11.  Gem. § 12 Abs. 3 Rückstandskontrollverordnung hat der behandelnde Tierarzt „den Tierhalter, Betriebsinhaber beziehungsweise Produzenten bei der Verschreibung, Verabreichung oder Abgabe von Arzneimitteln, die Rückstände verursachen, nachweislich über die einzuhaltende Wartezeit zu informieren.“ Die Rückstandskontrollverordnung schränkt daher die Arzneimittel, für die eine Nachweispflicht für die Information über die einzuhaltende Wartezeit besteht, auf Tierarzneimittel ein, die Rückstände verursachen. Welche Erfüllung der steuerlichen Verpflichtungen des Tierarztes wollen sie aus Aufzeichnungen gem. Rückstandskontrollverordnung, die der Verfügungsberechtigte eines Betriebes zu führen hat, und die ausschließlich lebensmittelliefernde Tiere betreffen, die mit Arzneimitteln behandelt wurden, die Rückstände verursachen, ersehen?

 

12.  Wie beurteilen sie (gesetzlich) und worin begründet sich Ihre Sachkenntnis in Fragen des Veterinär- und Lebensmittelrechtes bezüglich der Zielsetzung der am 24. und 25. November 2014 durchgeführten Nachschauen sei u.a. die „Einhaltung der Bestimmungen zum Schutze der Gesundheit … Rückstandskontrollverordnung 2006 – Zeitvorgabe für Schlachtverbot bei Verabreichung gewisser Anabolika“ wenn in Österreich kein Anabolikum als Tierarzneimittel zugelassen ist, da diese illegal sind?

 

13.  Ist Ihnen bekannt, dass Kontrollmaßnahmen hinsichtlich Rückständen von pharmakologisch wirkenden Stoffen und deren Umwandlungsprodukten sowie von anderen Stoffen, die auf Lebensmittel tierischer Herkunft übergehen und für den Menschen gesundheitsschädlich sein können in lebenden Tieren und Lebensmitteln tierischer Herkunft, von den Veterinärbehörden nach Umfang und Häufigkeit gem. der in § 2 Rückstandskontrollverordnung genannten EU-rechtlichen Bestimmungen mittels Stichproben auf Grund eines von der Bundesministerin für Gesundheit mindestens einmal jährlich für das gesamte Bundesgebiet erstellten Überwachungsplanes (§ 3 Rückstandskontrollverordnung) durchgeführt werden?
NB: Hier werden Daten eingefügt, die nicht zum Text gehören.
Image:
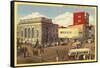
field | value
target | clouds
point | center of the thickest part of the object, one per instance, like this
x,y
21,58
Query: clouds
x,y
64,19
67,19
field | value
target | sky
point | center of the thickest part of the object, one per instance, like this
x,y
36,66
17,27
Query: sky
x,y
60,15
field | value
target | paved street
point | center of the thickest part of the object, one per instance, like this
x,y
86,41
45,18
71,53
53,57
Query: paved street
x,y
51,54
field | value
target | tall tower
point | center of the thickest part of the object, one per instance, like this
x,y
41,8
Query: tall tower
x,y
81,18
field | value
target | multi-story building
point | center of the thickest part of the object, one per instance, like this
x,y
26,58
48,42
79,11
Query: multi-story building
x,y
82,18
40,30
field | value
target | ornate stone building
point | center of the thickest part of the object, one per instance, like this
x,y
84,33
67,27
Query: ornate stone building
x,y
40,30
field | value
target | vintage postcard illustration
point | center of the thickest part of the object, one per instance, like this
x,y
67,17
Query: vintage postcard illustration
x,y
51,33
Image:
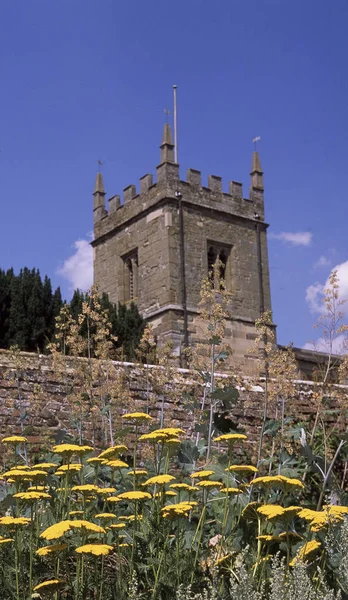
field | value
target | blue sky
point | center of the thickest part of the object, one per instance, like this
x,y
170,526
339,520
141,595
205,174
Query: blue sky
x,y
89,79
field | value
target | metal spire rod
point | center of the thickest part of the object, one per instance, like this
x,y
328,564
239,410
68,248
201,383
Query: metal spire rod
x,y
175,128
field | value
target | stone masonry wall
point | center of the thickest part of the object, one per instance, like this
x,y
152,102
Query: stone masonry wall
x,y
36,398
148,222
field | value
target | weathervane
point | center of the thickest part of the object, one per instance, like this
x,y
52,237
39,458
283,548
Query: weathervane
x,y
167,113
255,140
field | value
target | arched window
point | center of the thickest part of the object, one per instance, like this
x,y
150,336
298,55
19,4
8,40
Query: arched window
x,y
131,277
223,265
211,263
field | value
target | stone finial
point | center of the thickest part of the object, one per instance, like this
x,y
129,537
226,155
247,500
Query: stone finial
x,y
215,183
256,172
129,193
167,146
146,181
193,177
99,184
99,199
236,189
114,204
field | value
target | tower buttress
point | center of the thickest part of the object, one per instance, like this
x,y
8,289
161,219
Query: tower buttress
x,y
256,188
99,198
167,146
256,172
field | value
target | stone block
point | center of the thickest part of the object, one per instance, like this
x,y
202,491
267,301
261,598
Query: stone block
x,y
129,193
215,183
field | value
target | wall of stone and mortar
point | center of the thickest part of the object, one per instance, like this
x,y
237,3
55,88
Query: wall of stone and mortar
x,y
149,222
45,397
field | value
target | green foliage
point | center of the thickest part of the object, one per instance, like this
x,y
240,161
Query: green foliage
x,y
126,323
28,308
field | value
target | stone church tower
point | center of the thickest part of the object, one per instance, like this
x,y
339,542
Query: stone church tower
x,y
157,246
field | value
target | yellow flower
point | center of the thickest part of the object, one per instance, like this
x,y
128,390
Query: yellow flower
x,y
172,441
201,474
230,490
182,509
113,451
291,483
30,496
14,521
242,469
137,417
137,472
320,519
267,480
87,526
306,551
130,517
117,464
334,508
69,449
181,486
289,535
169,431
270,511
65,468
159,480
85,489
230,437
56,531
50,583
15,474
37,474
134,496
106,491
95,549
46,550
14,439
250,510
209,484
222,559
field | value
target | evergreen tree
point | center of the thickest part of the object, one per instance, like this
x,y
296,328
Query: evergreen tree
x,y
27,310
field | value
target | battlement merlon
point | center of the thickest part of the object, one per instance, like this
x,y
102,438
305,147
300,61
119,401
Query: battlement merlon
x,y
168,182
162,193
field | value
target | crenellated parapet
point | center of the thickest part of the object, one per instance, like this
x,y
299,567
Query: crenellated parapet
x,y
150,190
156,242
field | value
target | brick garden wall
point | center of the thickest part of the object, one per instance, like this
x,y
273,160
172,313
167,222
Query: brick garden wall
x,y
38,397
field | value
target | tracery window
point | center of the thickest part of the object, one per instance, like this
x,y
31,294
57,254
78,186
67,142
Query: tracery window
x,y
131,276
218,256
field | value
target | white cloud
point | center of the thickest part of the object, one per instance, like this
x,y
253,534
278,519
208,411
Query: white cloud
x,y
299,238
322,261
78,268
314,297
315,292
339,345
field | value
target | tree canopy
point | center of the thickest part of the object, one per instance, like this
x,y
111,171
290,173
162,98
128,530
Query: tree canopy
x,y
29,308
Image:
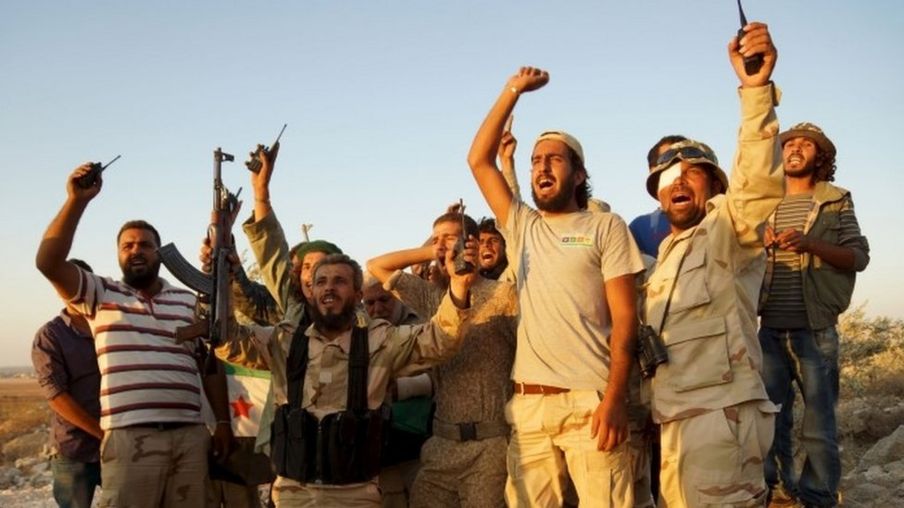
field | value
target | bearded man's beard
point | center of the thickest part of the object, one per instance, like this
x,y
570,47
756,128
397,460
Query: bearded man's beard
x,y
560,201
333,322
140,277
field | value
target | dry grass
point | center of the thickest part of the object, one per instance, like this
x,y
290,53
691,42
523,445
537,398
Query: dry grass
x,y
22,408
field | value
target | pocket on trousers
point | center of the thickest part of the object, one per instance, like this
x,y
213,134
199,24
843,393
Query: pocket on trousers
x,y
692,291
698,355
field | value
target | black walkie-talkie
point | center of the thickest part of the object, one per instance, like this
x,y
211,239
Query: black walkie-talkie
x,y
88,180
462,266
753,63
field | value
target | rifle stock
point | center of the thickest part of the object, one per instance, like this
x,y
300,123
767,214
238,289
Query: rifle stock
x,y
215,287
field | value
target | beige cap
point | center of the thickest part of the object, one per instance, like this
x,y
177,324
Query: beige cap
x,y
566,138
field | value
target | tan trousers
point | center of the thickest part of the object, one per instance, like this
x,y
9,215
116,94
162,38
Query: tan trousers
x,y
232,495
292,494
551,438
716,459
395,483
142,467
454,474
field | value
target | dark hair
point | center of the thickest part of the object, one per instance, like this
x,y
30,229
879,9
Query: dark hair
x,y
343,259
471,228
653,154
138,224
488,225
81,264
582,192
825,166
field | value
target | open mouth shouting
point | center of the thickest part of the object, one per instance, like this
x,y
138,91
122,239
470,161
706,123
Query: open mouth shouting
x,y
681,199
545,183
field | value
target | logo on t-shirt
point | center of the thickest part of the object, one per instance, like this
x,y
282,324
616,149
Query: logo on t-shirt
x,y
577,241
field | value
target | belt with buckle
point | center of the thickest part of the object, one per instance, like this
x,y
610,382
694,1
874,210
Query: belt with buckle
x,y
469,431
529,389
160,426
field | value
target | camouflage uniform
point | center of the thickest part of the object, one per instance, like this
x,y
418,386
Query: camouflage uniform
x,y
394,352
710,399
472,387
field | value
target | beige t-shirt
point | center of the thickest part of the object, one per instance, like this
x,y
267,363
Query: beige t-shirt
x,y
561,265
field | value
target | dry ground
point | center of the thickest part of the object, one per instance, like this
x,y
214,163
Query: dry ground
x,y
22,408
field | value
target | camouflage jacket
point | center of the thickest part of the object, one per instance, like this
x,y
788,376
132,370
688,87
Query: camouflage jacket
x,y
711,328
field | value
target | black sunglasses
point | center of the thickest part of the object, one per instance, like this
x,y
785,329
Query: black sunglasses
x,y
684,153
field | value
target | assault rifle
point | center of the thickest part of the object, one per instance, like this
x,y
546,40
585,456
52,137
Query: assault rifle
x,y
213,289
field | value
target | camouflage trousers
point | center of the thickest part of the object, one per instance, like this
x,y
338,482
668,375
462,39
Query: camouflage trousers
x,y
468,473
146,467
290,493
550,441
716,458
232,495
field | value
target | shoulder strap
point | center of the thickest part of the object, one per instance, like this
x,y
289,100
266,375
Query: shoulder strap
x,y
358,360
297,363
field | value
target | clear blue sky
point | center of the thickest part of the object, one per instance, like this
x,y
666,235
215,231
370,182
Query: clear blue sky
x,y
382,101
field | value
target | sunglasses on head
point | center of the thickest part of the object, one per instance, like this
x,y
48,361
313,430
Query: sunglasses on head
x,y
684,153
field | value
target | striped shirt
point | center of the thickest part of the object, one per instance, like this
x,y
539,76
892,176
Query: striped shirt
x,y
785,307
146,377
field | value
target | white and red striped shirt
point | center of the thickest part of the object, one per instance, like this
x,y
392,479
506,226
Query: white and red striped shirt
x,y
146,377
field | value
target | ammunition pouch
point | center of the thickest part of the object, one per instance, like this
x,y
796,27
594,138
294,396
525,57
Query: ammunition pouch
x,y
342,448
651,351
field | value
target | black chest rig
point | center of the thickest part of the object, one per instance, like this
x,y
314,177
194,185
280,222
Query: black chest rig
x,y
341,448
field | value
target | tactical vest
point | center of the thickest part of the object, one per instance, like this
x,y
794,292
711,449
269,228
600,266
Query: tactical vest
x,y
342,447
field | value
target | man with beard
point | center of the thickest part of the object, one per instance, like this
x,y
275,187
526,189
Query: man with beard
x,y
150,384
66,364
493,260
815,249
463,463
716,419
575,271
649,230
411,401
320,385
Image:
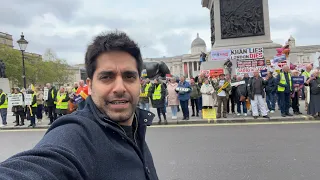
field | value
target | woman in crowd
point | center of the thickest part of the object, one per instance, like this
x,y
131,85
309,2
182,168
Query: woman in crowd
x,y
296,94
172,97
39,96
207,90
241,94
314,104
158,95
19,110
32,108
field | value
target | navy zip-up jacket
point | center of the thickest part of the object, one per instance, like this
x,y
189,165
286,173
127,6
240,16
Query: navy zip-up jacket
x,y
86,145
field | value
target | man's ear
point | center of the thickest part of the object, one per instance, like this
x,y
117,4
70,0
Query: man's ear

Wenn nein, warum nicht?

 

14.  Anabolika sind verboten. Welche Tierarzneimittelanwendungs- und –abgabebelege für diese und alle anderen, nicht zugelassenen Stoffe und Dokumentationen der Anwendung dieser Stoffe im Bestandsregister des Landwirtes existieren, erwarten Sie?

 

15.   Wie begründen Sie die die sachlich völlig ungerechtfertigte Aufforderung der Finanzbehörde im Rahmen der durchgeführten Nachschauen, „Aufzeichnungen zum Medikamentenverbrauch, Rückstandskontrollverordnung 2006 – Zeitvorgabe für Schlachtverbot bei Verabreichung gewisser Anabolika“ vorzulegen?